I kept my focus on my feet and the gravel path. "Are Reed and me a bad idea?" I wasn't even sure why I was asking. From all the signs, he wasn't waiting.
"You care about him?"
"Very much. He probably doesn't think so, but I felt like I could talk to him about anything. I was more myself around him than with any man I'd ever been with. Maybe I wasn't as open as he would have liked me to be, but I was me. Or at least all of me I could be at the time. That should count for something, right?"
Peter's breath played in the cold air. "I think so. And as weird as it is to think about you dating Reed, I think you deserve each other. He's a good guy, despite what I consider his recent failings."
My head popped up. "What are those?"
"He gave up way too quickly. You deserve better than that."
"Thanks, little brother." I nudged him. "I think if you hurry, you can still have lunch with your wife."
The red in his cheeks wasn't from the cold. But no one needed to tell him twice. He sprinted to his truck.
Maybe someday I would have a man run home for me. And maybe next time I would be ready for it.
Chapter Forty-Six
I knew I would regret not going to the grocery store earlier, but life had been chaotic with Christmas shopping, signing contracts, attending to my blog, work, getting Cody through finals, the list could go on and on.
That's why I was shopping the Saturday before Christmas along with everyone else in Chicagoland. It didn't help that the weather forecasted ten inches of snow tomorrow. People were stocking up. They all knew ten inches could easily turn into twenty with lake effect snow. At least my Christmas shopping was done. I had done most of it online. I even had most of the presents wrapped.
It was our first Christmas as a family of two. We were starting our own traditions, like we planned to go to the movies Christmas Day instead of watching Neil's favorite holiday movie, It's a Wonderful Life, at home. Though we would still have Christmas Eve tea with Gelaire and, yes, Neil and his daughter, possibly baby mama too. We had to be parents to Cody, despite our feelings for each other, or should I say my feelings for Neil. Christmas Eve night we would eat dinner at my parents' before heading to mass. My Christmas wish was that Ma would make amends with Peter and Delanie so we could all be together.
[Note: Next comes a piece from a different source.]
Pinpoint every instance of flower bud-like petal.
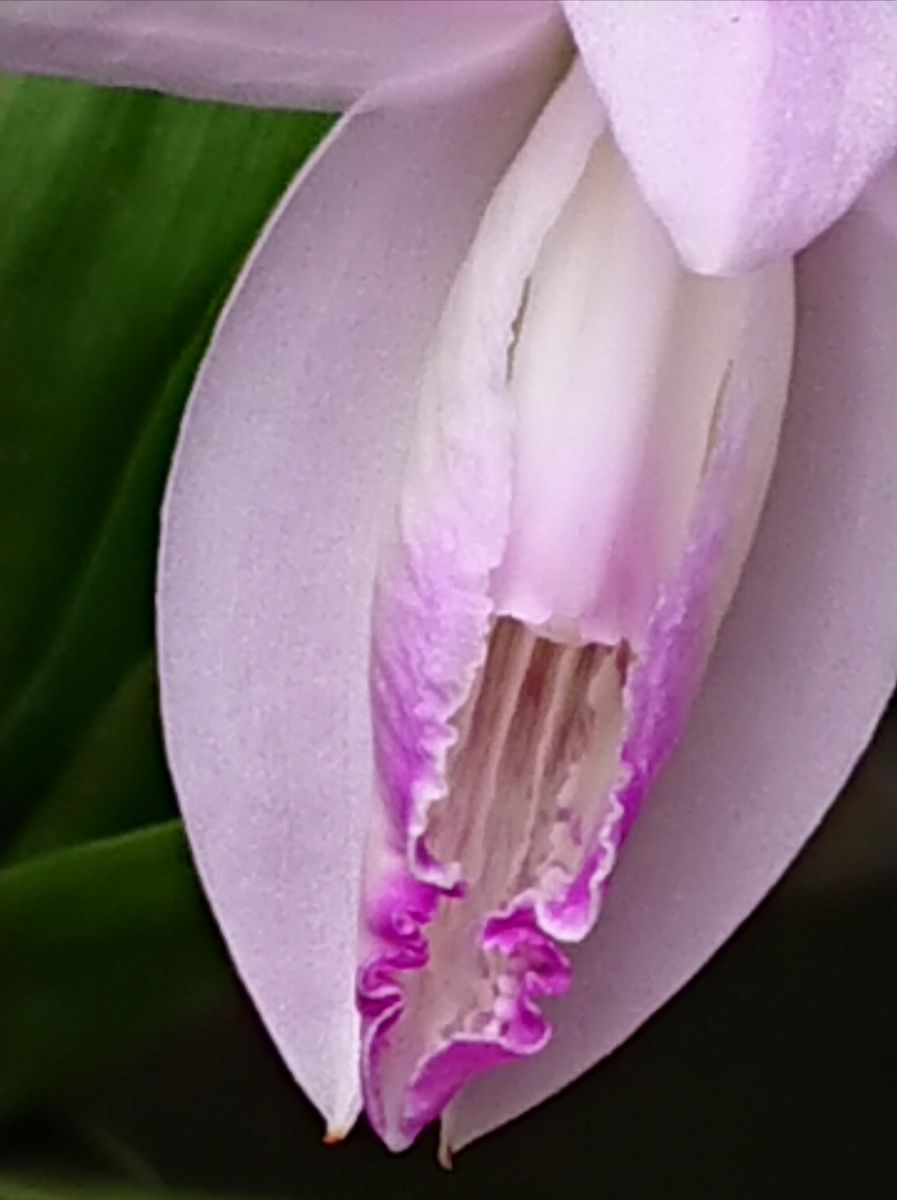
[359,66,793,1148]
I wasn't holding my breath.
What I was doing was making my way through the maze of people in the store. I had to squeeze between two other shoppers to get to the oranges. I always made orange rolls for Christmas Eve dinner, and I needed the zest and juice from several oranges to make them just right.
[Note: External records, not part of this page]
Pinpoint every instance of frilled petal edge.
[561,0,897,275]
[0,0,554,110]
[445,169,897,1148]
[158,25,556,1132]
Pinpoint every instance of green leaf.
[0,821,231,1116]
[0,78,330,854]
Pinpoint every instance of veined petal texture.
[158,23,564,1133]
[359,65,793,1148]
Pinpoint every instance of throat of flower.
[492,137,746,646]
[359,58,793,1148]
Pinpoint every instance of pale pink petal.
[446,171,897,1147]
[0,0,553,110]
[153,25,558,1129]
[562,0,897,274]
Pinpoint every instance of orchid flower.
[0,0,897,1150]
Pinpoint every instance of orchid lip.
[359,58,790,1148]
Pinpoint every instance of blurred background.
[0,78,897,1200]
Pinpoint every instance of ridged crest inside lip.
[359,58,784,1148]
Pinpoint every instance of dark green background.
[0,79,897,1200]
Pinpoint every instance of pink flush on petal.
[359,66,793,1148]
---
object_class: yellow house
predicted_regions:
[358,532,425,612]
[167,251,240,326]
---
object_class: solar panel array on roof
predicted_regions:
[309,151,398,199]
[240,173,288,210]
While I was picking out the perfect citrus, I heard my name. The voice made my insides swish and my heart swell. My head popped up to see the man that belonged to the voice. He stood across from me near the apples.
This wasn't our grocery store; I was back to using the closest one to me, but he looked as good here as he had in ours. He was wearing a stocking cap and a tentative smile. It went well with his stubble and bright blue eyes.
"Sam, how are you?"
I swallowed down my heart. I held up my bag of oranges for some reason. I always did stupid things around him. "Busy, but good."
It was true. I wasn't completely healed, but I was on the road to recovery. I was inching my way through the dark; sometimes I even felt like I moved a few feet. "How are you?" I remembered to ask.
His tentative smile showed signs of smoldering. "Better now."
Another shopper was giving me the look and huffing like I needed to move on. She probably wanted oranges too.
I was torn. I wanted to stay right where I was and talk to Reed, but it wasn't the time. And for all I knew, he had moved on. I hadn't heard a peep from him in weeks. "I hope you have a Merry Christmas." I placed the bag full of oranges in my cart and moved out of the way.
"You too." He didn't follow me or say another word.
I don't know why I expected him to. Disappointment filled me, but there was nothing I could do about it in the middle of the crowded store. I would go home and vent to my journal, or maybe paint my bathroom. Home improvement projects were becoming my favorite form of therapy.